The SARS CoV-2 Standard should help labs keep pace with the increasing demand for testing.

Federal regulations require clinical laboratories to establish and document their performance specifications for laboratory-developed tests to ensure accurate and precise results before human implementations take place.

Exact Diagnostics’ SARS CoV-2 Standard contains synthetic RNA transcripts that have three gene targets – E, N and S Genes of SARS-CoV-2. It also launched the SARS-CoV-2 Negative, negative for SARS-CoV-2 that has a formulated synthetic matrix and contains human genomic DNA.

The product launches will help labs validate the entire process of a molecular assay including extraction, amplification, and detection.

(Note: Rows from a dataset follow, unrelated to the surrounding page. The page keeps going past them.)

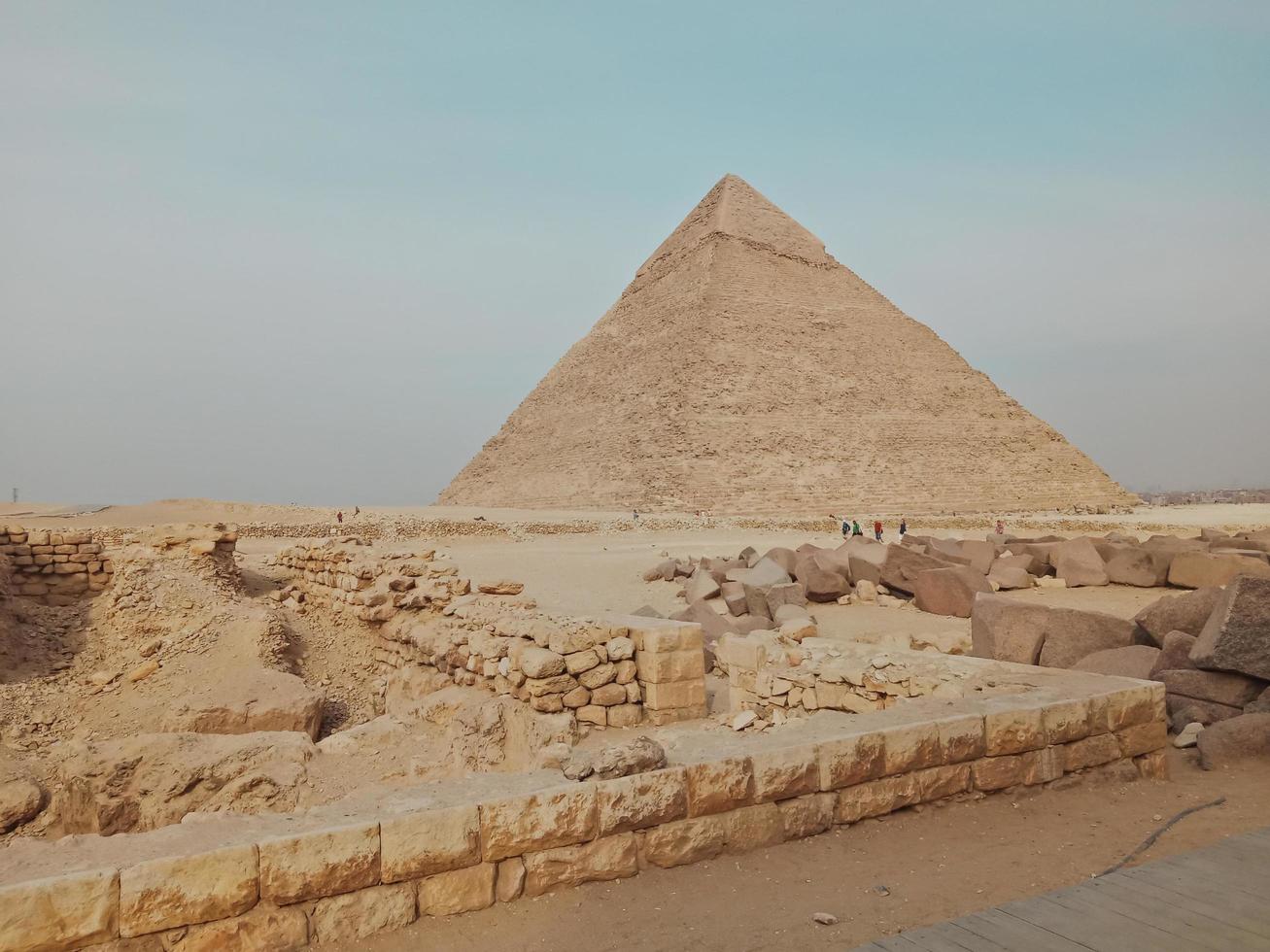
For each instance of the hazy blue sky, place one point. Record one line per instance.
(315, 252)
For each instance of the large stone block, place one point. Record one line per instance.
(1194, 570)
(962, 737)
(263, 930)
(948, 591)
(902, 566)
(1129, 662)
(670, 665)
(674, 695)
(1142, 737)
(1145, 567)
(753, 828)
(61, 911)
(426, 841)
(991, 773)
(784, 772)
(317, 864)
(554, 818)
(1228, 741)
(910, 746)
(1091, 752)
(851, 760)
(661, 633)
(1077, 562)
(1219, 687)
(807, 815)
(940, 782)
(260, 699)
(1187, 612)
(877, 798)
(459, 890)
(1013, 727)
(718, 786)
(1237, 634)
(641, 799)
(355, 915)
(1174, 654)
(685, 840)
(1064, 721)
(1074, 634)
(162, 894)
(1008, 629)
(606, 858)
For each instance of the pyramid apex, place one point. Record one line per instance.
(737, 210)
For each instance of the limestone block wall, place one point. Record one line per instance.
(777, 678)
(54, 567)
(613, 671)
(326, 876)
(373, 587)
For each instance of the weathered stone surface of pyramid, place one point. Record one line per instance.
(745, 371)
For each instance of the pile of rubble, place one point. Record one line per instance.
(942, 575)
(1211, 648)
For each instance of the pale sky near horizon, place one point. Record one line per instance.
(317, 253)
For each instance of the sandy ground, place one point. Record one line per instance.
(174, 510)
(935, 862)
(879, 876)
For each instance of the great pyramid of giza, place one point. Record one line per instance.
(745, 371)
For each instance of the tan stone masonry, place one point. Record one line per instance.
(451, 847)
(54, 567)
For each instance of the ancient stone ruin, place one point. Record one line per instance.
(745, 371)
(329, 740)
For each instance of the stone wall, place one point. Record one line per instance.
(285, 881)
(375, 587)
(776, 678)
(608, 671)
(617, 670)
(54, 567)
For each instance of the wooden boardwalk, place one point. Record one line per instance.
(1217, 899)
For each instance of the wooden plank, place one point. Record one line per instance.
(1213, 872)
(943, 936)
(1096, 928)
(1207, 931)
(1199, 931)
(897, 943)
(1093, 905)
(1013, 934)
(1249, 918)
(1187, 882)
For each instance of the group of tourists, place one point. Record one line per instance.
(851, 528)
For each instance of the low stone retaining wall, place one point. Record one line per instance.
(54, 567)
(223, 882)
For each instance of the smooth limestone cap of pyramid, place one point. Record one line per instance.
(743, 369)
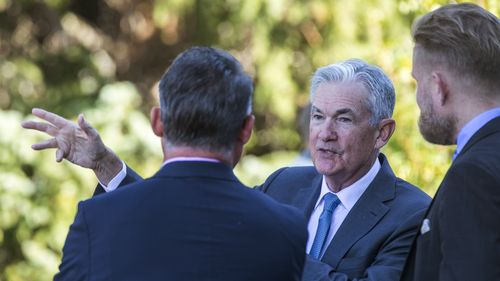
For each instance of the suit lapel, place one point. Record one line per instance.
(365, 214)
(306, 197)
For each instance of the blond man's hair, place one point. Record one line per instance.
(466, 38)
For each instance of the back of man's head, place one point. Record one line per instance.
(465, 38)
(205, 97)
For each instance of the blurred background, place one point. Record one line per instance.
(104, 58)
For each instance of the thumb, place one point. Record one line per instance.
(59, 155)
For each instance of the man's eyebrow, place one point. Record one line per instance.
(315, 109)
(343, 111)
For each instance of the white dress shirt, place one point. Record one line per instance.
(347, 196)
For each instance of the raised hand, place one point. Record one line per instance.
(79, 143)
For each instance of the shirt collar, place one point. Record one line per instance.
(473, 126)
(349, 195)
(183, 159)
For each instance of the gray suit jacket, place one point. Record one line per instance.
(373, 241)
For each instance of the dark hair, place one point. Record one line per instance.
(205, 97)
(465, 37)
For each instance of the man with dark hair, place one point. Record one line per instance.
(456, 63)
(193, 220)
(362, 218)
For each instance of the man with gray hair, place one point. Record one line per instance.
(362, 218)
(456, 63)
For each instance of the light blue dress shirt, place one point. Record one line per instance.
(473, 126)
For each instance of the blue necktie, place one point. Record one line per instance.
(331, 201)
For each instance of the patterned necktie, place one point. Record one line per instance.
(331, 201)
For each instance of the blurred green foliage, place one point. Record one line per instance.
(104, 57)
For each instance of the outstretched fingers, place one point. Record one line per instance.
(51, 143)
(40, 126)
(53, 118)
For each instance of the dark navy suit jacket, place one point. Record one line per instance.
(461, 237)
(374, 240)
(190, 221)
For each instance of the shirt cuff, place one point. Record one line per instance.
(115, 182)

California-based life science giant Bio-Rad Laboratories had acquired the Fort Worth startup in August.

“In a public health emergency, it is critical that labs have access to well-defined standards to help with the validation of their tests,” Dara Wright, Bio-Rad executive vice president, said in a statement. “The SARS CoV-2 Standard helps to validate COVID-19 tests, which enables more laboratories to meet the growing demand for identification of this coronavirus.”

According to Centers for Disease Control and Prevention [CDC], 84 state and local public health laboratories in 50 states and the District of Columbia have successfully verified COVID-19 diagnostic tests and are offering testing.

After have low number of tests available in the first two months of the year, testing in U.S. labs for COVID-19 has drastically risen in the last couple of weeks.